Vivir una vida transparente traía otros problemas. La luz que penetraba avivaba el espíritu de Jeannie, pero ella dormía durante el día, un detalle que había olvidado en su entusiasmo cuando vio por primera vez el apartamento e hizo una oferta de inmediato. Por ello, tenía que hacer un gran esfuerzo para evitar que la luz entrara. Bajar las persianas parecía un crimen, así que para dormir se ponía un emperifollado antifaz de seda color lavanda con volantes deencaje. Y cuando esto no era suficiente —en esos días en los que sobre Nueva York había un cielo azul glorioso, cuando incluso el propio reflejo del sol rebotaba de una ventana a otra y a otra, y recorría todo el camino desde Nueva Jersey ida y vuelta— desplegaba una cortina provisional que, en realidad, era una manta de lana gruesa sujeta por dos clavos pequeños que hacía que su moderno apartamento se pareciera mucho a la casa descuidada en la que creció.
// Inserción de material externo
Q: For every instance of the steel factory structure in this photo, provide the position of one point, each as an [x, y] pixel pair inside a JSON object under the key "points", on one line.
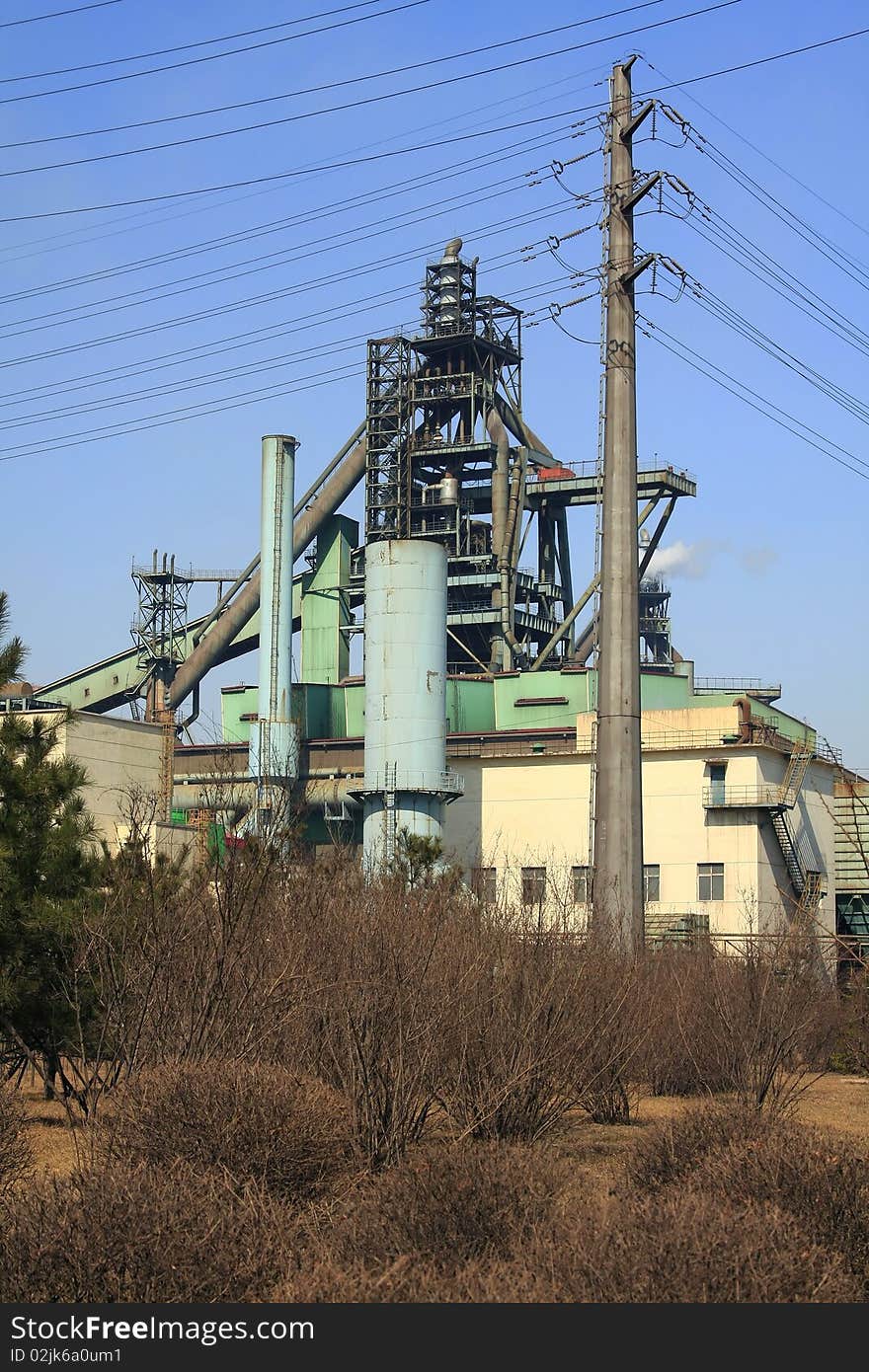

Ni que decir tiene que no podía pasearse desnuda. Se levantó de la mesa y se dirigió por el pasillo a su habitación para quitarse los vaqueros y el jersey, y ponerse sus pantalones y su top de hacer yoga. Estaba en la decimoséptima planta, así que nadie podía verla desde la calle, y al oeste estaba el río, pero al norte y al sur sí que había otros dos edificios con paredes de cristal exactamente iguales que las suyas.
No le importaba su vecina norte, otra mujer de treinta y pico años que trabajaba de día como una persona normal, pero el vecino sur era un tipo barrigudo que se dedicaba al cine o a la música, cosa que podía saber por su cabeza calva y su cola de caballo, así como por las fiestas que daba, que algunas veces seguían cuando Jeannie llegaba a casa por la mañana. Quién hubiese sabido que intentar llevar un estilo de vida abierto, soleado y elegante estaría tan cargado de preocupaciones.